The Tribunal further noted that the Hon’ble jurisdictional High Court also held that assessment and penalty proceedings are distinct and separate. It is possible for an assessee to lead evidence which is independent of the evidence led in the other proceedings.

The Tribunal further noted that in the instant case, despite repeated request the AO had not supplied copy of the alleged statement recorded on oath where assessee admitted to have taken the unsecured loans as entries for business purpose.

The Tribunal stated that the assessee had challenged that no statement u/s 131 was given by her. No prejudice would be caused to the interests of revenue if such statement had, in fact, been recorded.
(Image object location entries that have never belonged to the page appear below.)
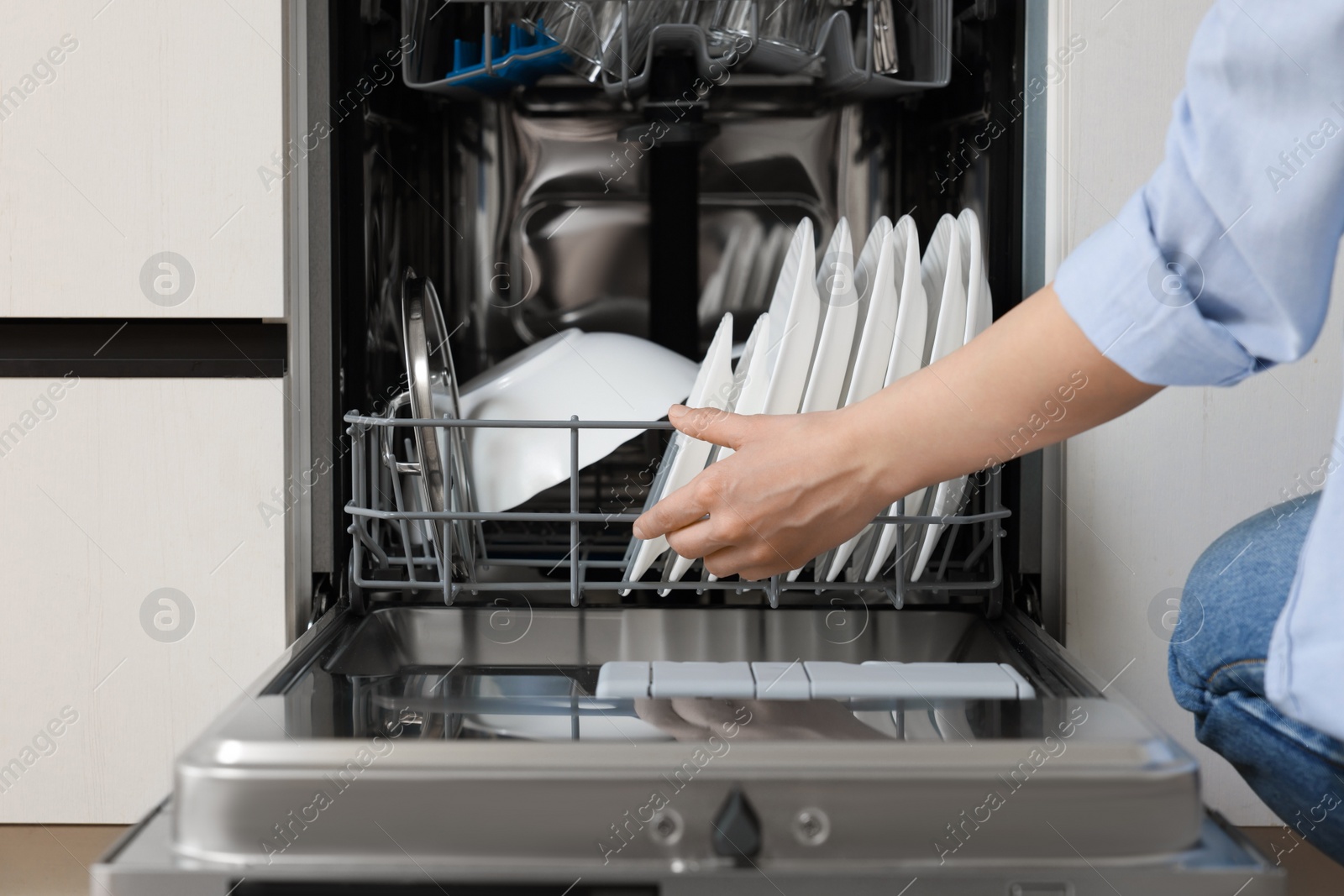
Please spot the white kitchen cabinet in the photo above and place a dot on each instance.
(113, 490)
(1147, 493)
(132, 128)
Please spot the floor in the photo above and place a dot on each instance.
(53, 860)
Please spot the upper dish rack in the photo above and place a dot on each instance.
(898, 47)
(575, 537)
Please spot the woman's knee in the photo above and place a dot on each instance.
(1233, 598)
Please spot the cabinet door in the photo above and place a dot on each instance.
(144, 580)
(139, 170)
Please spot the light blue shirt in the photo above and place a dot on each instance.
(1221, 268)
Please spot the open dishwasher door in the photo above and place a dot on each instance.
(465, 748)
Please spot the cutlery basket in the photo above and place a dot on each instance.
(569, 543)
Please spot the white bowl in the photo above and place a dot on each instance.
(595, 376)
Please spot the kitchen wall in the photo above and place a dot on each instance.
(1148, 492)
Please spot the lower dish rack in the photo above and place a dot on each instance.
(573, 540)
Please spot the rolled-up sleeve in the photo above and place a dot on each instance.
(1221, 265)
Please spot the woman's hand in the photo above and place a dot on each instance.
(795, 486)
(801, 484)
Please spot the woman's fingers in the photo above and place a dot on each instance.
(716, 426)
(676, 511)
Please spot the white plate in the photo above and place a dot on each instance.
(907, 352)
(837, 285)
(687, 456)
(795, 312)
(748, 396)
(595, 376)
(840, 315)
(874, 352)
(969, 268)
(875, 322)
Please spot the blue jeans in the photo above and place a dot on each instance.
(1216, 668)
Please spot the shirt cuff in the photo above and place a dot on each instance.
(1139, 307)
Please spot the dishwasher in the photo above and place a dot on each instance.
(481, 701)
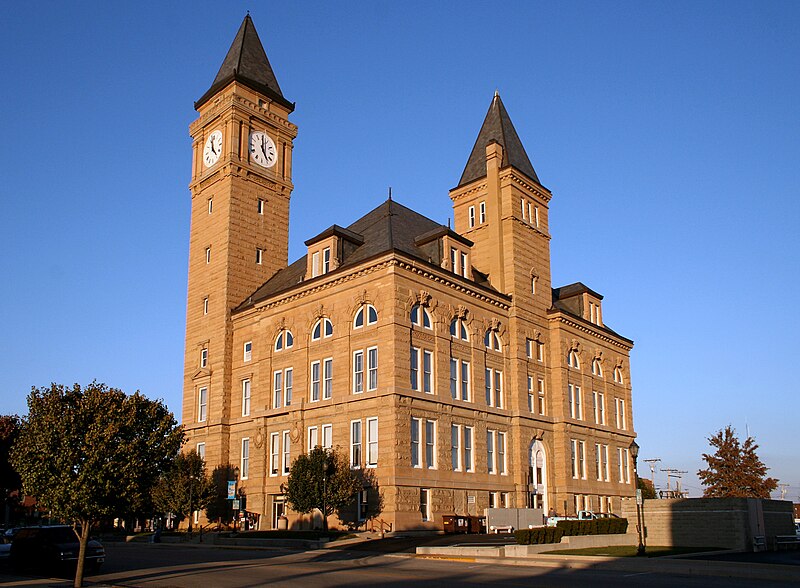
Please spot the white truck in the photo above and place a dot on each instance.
(583, 515)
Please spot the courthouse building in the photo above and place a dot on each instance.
(440, 358)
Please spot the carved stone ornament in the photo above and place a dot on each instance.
(259, 437)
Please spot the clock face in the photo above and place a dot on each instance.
(213, 148)
(262, 149)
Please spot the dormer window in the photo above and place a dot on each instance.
(421, 317)
(322, 328)
(366, 313)
(573, 360)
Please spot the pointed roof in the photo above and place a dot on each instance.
(389, 227)
(247, 63)
(497, 127)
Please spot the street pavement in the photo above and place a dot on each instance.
(384, 563)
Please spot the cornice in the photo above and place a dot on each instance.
(560, 317)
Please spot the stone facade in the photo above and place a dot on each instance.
(441, 359)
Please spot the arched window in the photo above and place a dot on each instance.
(322, 328)
(492, 340)
(366, 313)
(284, 340)
(573, 360)
(458, 329)
(421, 317)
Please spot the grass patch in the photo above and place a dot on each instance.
(630, 551)
(308, 535)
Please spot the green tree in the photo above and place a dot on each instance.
(93, 452)
(734, 469)
(183, 488)
(10, 481)
(321, 480)
(219, 507)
The assessee should have been supplied a copy of the said statement as per the principles of natural justice, which has not been followed in the case. Therefore, levy of penalty without supplying copy of the impugned statement and without eliciting reply of the assessee thereon is not in accordance with law.

Further, the Tribunal noted that the assessee had also stated that the impugned loans were subsequently repaid by the assessee. Such claim had not been rebutted by the Department. The Hon’ble jurisdictional High Court had held that where department had accepted repayment of loan in subsequent year, no addition was to be made in current year on account of cash credits.

Accordingly, the Tribunal deleted the penalty imposed by AO.